I couldn’t even make it through the opening credits without feeling emotional as a Mandarin song started playing — in a Hollywood movie!!!! As soon as Michelle Yeoh spoke Cantonese I could feel tears forming. And when the lahs rolled off the tongues of the actors I felt so validated hearing the unique speech that I use every day depicted in a Hollywood movie. But my favorite scene is the Mahjong one. I still get goosebumps thinking about how powerful that scene is. In so many movies, there are references to football or poker that the audience is expected to understand as part of the white middle-class experience. But the Mahjong scene was for people like me in the audience. People who grew up playing Mahjong and understood the significance of the moves the characters were making in addition to the lines they were saying.
My biggest hope is that Hollywood and society realizes that Asians are talented and capable actors that deserve to have their stories be told. There is no shortage of Asian talent, just a shortage of opportunities for Asian actors. Because what struck me the most was that despite the risk of an all-Asian cast, the story is easy to relate to as part of the human experience. Everyone can relate to the bond between mother and child or a love story between two individuals from different social classes.
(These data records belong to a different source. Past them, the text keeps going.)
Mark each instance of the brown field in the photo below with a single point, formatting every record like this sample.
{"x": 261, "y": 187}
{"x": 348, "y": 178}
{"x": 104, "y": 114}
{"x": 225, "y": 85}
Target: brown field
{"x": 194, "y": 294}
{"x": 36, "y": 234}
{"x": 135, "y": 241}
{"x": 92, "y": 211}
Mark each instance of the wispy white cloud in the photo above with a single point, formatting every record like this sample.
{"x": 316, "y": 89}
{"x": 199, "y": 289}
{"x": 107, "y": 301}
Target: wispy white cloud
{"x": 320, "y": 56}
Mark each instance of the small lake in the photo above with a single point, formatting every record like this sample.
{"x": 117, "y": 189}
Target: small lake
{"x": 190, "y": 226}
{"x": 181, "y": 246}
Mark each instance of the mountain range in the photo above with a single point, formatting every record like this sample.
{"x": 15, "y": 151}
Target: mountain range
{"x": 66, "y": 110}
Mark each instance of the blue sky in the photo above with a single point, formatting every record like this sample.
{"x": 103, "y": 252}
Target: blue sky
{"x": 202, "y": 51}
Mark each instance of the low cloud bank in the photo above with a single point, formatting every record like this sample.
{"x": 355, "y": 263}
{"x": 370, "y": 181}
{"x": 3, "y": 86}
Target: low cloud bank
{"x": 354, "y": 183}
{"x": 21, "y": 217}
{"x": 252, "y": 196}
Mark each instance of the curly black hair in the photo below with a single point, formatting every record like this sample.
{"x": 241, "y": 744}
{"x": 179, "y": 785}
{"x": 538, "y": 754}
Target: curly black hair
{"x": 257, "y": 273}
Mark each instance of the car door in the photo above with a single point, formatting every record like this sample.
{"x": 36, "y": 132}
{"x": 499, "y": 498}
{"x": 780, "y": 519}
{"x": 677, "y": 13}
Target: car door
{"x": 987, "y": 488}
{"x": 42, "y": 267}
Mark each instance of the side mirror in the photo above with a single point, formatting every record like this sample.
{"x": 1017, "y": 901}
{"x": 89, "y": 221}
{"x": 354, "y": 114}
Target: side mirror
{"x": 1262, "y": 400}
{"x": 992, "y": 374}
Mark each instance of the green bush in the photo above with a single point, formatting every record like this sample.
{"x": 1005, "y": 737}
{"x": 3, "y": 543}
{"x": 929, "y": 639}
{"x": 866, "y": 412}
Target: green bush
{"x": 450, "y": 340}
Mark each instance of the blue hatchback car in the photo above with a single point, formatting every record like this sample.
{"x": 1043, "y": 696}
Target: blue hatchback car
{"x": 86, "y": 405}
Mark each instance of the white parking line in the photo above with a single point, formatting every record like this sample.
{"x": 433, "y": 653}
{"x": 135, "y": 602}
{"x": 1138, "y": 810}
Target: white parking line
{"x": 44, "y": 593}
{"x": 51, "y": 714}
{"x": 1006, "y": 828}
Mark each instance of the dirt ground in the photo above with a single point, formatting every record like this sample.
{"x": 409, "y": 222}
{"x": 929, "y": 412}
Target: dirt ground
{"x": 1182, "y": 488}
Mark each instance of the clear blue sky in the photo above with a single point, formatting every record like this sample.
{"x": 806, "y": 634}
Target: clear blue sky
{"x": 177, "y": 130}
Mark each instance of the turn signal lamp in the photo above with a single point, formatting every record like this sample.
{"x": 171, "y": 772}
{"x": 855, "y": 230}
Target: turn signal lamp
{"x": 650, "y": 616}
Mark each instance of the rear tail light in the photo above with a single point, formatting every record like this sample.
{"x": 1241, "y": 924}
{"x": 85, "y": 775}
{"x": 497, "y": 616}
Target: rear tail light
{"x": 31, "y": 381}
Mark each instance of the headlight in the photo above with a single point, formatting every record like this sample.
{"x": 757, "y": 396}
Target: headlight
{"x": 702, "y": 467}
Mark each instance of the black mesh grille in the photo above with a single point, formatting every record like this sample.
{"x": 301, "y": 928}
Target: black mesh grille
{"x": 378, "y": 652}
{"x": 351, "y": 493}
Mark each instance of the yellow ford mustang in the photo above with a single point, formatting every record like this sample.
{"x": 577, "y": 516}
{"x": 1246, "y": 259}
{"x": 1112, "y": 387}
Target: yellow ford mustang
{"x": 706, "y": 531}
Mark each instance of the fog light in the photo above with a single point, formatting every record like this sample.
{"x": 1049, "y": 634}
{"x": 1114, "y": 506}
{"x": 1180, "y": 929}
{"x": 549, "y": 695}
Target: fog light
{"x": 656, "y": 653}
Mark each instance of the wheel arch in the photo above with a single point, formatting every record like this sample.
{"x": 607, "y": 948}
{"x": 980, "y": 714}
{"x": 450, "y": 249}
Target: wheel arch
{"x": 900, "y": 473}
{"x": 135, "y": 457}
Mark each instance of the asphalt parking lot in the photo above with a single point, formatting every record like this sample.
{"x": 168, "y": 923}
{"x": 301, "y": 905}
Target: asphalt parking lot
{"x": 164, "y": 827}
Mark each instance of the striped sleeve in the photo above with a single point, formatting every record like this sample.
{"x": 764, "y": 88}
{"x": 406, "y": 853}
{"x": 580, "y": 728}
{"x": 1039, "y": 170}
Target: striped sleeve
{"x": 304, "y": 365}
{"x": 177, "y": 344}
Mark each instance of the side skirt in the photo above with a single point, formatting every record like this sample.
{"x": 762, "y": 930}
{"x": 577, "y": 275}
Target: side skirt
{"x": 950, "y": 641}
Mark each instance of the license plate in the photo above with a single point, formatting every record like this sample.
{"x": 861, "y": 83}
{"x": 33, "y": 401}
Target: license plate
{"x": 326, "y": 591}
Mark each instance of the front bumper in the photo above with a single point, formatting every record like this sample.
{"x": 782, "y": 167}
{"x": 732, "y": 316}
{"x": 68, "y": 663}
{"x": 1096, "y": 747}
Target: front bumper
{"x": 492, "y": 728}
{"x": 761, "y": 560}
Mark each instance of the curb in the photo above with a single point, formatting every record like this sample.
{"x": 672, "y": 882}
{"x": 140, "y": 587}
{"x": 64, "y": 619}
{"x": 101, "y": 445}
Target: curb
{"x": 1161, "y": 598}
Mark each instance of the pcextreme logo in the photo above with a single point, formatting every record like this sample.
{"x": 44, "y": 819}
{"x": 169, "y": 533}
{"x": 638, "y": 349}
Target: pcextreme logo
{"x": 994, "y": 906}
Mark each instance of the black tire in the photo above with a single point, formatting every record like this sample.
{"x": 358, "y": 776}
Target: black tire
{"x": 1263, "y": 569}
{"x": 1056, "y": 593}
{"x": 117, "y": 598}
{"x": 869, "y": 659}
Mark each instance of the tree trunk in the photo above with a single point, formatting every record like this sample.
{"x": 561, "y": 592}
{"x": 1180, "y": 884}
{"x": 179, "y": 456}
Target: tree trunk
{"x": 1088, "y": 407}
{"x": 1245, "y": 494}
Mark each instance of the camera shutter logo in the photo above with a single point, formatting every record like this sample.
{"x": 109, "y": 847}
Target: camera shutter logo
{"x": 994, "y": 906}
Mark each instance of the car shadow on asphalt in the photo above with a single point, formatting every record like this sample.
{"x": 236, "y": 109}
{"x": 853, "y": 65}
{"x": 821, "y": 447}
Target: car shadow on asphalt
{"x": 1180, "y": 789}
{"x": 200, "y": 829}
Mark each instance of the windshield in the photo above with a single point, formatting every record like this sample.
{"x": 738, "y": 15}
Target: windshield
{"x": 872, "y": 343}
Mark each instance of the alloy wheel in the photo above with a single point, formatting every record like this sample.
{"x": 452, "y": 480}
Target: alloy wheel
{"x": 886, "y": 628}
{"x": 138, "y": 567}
It just happened to be told by so many beautiful, strong, independent Asian actors. And I hope that the box office numbers proves that representation matters.
The last movie that had an all-Asian cast was Joy Luck Club, released 25 years ago. I hadn’t even been born yet. If I had grown up with role models like Constance Wu or Awkwafina I would have realized that there is no shame in being Chinese and that I don’t have to diminish parts of my identity just to fit in or be liked. But I am so glad that young Chinese-Canadians/Americans will see themselves on a big screen and know that they are more than good enough and that they belong.
I hope this historical moment is an impetus for change so that we don’t have to wait another 25 years. Because there are still so many stories to be told and so many people who deserve to feel proud of who they are. And there’s no excuse now.